Collaborative note creation and way to proceed?

PegasusWithoutWinds · March 1, 2019, 6:35am

During the already very engaging discussion at How to do fastai - Study plans & Learning strategies started by @AmanDaVinci, Jeremy jumped onto the idea that:

I am thinking that maybe we could have our star note takers @PoonamV, @hiromi, and any other heroes who I regretfully might have forgotten to create a Github repos and start the work there, then everyone else who wants to contribute could add more content onto it?

Maybe we could also use a more integrated solution like Gitbook or something similar? Gitbook used to be popular, but recently people seem to be turning away from it. Could people more experienced with it voice their opinions? Any recommendation on other possible tools and frameworks for such task?

init_27 · March 1, 2019, 6:36am

I suggest that we could have a wiki-thread here and once the course is over we could push the final version of the wiki(s) to GH.

AmanDaVinci · March 1, 2019, 6:41am

I second the idea of having a wiki-thread here first and then polishing & publishing it somewhere else. It will be easier to concentrate on the forums when the course is underway.

miwojc · March 1, 2019, 8:54am

The notes for part 1 were great. To make them even better, what about using jupyter notebook as tool for making notes. In this way you can both read and run code / experiment…

PoonamV · March 1, 2019, 10:27am

I think writing code and notes together with some nice images in between will be easier to understand. Jupyter notebooks on github will do that. This can be later turned into webpages also like docs.fast.ai.

PegasusWithoutWinds · March 1, 2019, 11:22am

I certainly would love to use Jupyter Notebook as we already have an ongoing development of infrastructure surrounding it; it is every bit awesome but could pose a rather steep learning curve to new-comers when you are doing source control on it. For those who have contributed to fastai docs, you certainly know what I mean.

If we decide to take this route, we also need to figure out a version control strategy. It could be the same as what we did for the docs, or maybe we could try something different.

@stas any word of wisdom?

miwojc · March 1, 2019, 4:01pm

That’s true but that’s part two so maybe doable?

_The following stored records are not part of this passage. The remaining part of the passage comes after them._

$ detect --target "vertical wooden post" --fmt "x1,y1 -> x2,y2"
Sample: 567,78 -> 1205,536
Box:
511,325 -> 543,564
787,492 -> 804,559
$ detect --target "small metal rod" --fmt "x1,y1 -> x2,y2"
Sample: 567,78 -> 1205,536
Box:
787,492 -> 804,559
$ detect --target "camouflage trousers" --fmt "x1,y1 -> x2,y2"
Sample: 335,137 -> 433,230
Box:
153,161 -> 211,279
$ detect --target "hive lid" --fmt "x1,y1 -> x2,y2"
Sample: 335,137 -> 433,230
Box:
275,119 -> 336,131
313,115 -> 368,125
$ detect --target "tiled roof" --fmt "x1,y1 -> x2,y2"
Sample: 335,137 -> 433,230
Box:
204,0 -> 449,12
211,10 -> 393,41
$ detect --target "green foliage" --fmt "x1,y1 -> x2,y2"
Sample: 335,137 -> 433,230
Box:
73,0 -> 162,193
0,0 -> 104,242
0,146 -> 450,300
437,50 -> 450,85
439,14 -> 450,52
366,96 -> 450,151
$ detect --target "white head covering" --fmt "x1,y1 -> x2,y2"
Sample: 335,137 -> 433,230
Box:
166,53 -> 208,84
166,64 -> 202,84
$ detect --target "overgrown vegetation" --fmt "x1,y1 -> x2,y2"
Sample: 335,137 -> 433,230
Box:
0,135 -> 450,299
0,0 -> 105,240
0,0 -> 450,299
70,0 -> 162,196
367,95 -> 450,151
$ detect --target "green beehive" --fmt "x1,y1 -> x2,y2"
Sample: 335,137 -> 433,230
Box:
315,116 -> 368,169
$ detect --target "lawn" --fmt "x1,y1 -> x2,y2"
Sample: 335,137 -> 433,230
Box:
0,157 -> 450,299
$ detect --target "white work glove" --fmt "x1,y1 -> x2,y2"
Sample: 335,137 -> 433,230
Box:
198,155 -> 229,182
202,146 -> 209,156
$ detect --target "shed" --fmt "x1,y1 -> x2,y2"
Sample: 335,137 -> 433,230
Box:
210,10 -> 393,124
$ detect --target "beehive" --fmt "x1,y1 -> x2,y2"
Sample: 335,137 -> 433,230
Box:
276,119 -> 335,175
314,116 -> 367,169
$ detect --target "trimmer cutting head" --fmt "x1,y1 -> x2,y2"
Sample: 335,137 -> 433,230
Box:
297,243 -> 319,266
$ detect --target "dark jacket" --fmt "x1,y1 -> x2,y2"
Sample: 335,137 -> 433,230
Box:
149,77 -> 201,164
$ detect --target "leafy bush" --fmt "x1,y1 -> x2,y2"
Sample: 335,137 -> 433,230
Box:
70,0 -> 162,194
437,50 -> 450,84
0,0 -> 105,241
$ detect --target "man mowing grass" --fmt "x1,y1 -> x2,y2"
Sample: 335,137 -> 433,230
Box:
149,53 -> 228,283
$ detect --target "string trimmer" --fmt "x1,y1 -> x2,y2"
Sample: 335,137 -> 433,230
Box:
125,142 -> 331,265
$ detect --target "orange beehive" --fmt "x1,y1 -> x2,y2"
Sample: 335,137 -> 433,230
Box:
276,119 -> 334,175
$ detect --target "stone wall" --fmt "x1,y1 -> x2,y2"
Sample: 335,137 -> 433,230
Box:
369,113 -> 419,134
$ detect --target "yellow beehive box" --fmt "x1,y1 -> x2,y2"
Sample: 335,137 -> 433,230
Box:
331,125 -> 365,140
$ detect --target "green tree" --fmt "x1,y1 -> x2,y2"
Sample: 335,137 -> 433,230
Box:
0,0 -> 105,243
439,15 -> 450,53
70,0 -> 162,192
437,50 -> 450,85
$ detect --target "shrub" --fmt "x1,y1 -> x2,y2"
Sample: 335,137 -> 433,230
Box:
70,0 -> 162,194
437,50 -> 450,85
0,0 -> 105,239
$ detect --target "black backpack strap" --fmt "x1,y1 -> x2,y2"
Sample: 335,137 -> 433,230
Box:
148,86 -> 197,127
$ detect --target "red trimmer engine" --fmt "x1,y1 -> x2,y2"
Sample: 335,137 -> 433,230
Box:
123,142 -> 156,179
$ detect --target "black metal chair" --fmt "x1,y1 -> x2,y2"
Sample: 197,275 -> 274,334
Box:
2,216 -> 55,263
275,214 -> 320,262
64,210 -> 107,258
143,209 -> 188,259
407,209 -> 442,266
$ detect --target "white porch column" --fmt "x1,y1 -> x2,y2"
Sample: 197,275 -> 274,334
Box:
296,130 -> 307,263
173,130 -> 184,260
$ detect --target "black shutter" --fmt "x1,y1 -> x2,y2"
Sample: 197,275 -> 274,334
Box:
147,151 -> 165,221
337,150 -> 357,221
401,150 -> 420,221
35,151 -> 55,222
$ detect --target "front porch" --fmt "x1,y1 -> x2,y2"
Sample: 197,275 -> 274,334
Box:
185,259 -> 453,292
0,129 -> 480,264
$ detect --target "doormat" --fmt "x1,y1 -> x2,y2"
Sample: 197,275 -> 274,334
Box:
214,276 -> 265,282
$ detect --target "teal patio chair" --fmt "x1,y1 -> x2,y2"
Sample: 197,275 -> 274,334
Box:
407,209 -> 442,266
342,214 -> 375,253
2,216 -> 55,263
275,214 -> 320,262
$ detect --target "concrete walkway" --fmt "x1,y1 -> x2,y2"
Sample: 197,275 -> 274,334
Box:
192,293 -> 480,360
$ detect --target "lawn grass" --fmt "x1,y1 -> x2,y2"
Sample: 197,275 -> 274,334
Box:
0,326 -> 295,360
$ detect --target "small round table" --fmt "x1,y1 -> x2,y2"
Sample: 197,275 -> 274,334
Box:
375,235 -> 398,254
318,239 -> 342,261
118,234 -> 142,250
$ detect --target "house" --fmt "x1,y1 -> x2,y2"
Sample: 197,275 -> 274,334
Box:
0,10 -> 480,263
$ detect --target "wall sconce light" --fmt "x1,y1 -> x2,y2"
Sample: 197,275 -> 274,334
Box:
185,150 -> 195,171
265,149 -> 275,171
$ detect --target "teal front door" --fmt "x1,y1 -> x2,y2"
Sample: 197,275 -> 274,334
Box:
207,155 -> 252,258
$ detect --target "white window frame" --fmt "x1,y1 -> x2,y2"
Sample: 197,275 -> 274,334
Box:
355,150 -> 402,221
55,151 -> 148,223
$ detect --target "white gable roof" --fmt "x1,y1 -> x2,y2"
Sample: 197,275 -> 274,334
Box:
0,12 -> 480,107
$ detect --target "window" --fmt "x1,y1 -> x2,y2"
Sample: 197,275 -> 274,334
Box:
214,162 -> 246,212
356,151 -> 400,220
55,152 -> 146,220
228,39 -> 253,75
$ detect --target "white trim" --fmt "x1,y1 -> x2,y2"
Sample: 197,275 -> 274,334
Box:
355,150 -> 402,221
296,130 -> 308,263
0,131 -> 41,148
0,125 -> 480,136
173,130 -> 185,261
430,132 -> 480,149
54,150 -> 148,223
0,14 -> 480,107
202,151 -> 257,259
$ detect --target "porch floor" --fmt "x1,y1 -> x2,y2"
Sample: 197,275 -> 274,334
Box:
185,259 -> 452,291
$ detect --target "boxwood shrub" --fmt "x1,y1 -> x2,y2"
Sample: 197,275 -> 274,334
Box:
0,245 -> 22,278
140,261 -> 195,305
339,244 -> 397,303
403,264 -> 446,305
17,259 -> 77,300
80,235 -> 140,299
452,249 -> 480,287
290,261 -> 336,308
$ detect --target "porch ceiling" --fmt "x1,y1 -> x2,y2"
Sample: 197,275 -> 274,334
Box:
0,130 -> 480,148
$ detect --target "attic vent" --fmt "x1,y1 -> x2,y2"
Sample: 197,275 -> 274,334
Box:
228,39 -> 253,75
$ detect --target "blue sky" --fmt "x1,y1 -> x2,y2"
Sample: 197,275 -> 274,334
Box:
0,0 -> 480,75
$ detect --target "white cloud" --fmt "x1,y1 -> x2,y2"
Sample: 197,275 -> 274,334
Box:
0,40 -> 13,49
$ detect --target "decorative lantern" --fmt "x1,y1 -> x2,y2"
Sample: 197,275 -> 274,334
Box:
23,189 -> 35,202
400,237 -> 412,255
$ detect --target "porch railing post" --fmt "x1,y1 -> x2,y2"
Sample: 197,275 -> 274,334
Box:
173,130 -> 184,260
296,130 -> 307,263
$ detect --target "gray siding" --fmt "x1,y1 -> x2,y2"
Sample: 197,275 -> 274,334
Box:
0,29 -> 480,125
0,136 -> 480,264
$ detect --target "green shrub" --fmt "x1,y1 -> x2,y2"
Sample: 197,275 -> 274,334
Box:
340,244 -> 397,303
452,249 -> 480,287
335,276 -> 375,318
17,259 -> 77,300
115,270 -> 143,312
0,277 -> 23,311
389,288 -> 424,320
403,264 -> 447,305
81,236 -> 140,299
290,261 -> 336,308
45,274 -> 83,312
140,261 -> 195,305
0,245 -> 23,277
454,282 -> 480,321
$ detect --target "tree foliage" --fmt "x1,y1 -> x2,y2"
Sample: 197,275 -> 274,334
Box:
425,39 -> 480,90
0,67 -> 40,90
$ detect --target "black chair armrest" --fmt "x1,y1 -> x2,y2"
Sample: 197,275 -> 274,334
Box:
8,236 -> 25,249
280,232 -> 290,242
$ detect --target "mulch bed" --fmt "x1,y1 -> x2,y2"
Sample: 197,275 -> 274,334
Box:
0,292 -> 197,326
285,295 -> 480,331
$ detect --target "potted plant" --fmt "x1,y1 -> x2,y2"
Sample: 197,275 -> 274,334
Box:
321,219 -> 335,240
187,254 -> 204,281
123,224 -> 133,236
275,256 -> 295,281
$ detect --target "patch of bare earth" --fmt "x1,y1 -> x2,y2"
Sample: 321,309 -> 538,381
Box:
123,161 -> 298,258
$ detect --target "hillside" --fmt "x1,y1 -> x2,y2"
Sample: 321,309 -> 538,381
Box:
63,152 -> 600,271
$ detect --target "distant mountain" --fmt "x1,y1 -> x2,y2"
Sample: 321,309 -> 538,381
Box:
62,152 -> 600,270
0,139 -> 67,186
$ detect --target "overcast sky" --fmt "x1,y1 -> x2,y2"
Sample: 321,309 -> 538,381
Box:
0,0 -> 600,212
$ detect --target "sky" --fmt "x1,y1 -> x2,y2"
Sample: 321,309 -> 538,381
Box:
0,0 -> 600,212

PegasusWithoutWinds · March 1, 2019, 4:05pm

Don’t get me wrong. I am all for it. We should definitely try it out and see how people react.

Most likely we need to twist the version control strategy a bit. The big idea itself is on the mark.

stas · March 1, 2019, 5:17pm

I’d avoid using Jupyter notebooks as a collaborative tool for multiple concurrent editors like a plague. Unless every participant wants to learn how to merge and resolve conflicts in json files, and do it a lot. That wouldn’t be very encouraging for people to want to contribute. You will have to learn how to use nbdime, which let’s you merge json notebook files in a visual way.

Collaborating on nbs is ok, if you use a token approach which we more or less use for the fastai docs. i.e. I check out the latest docs, quickly edit them and push my changes in. We try to avoid situations where 2 people edit the same notebook at the same time. It’s also very easy to make a mistake and overwrite someone’s changes when doing the merging. This is easy to catch with code, but almost impossible to catch with prose.

I recommend to stick to simple formats that are easy to edit and merge, especially so at the beginning of creation. If you have to include runnable-code probably plain python scripts is the best way. And if really desired there could be a simple tool that combines the final pieces together into a notebook, i.e. combine the text with python scripts and automatically run the outcome like we do with the docs. And once the notes are more or less complete it’s OK to continue with the finished combined notebook, since the future changes would be infrequent and thus avoid merge conflicts.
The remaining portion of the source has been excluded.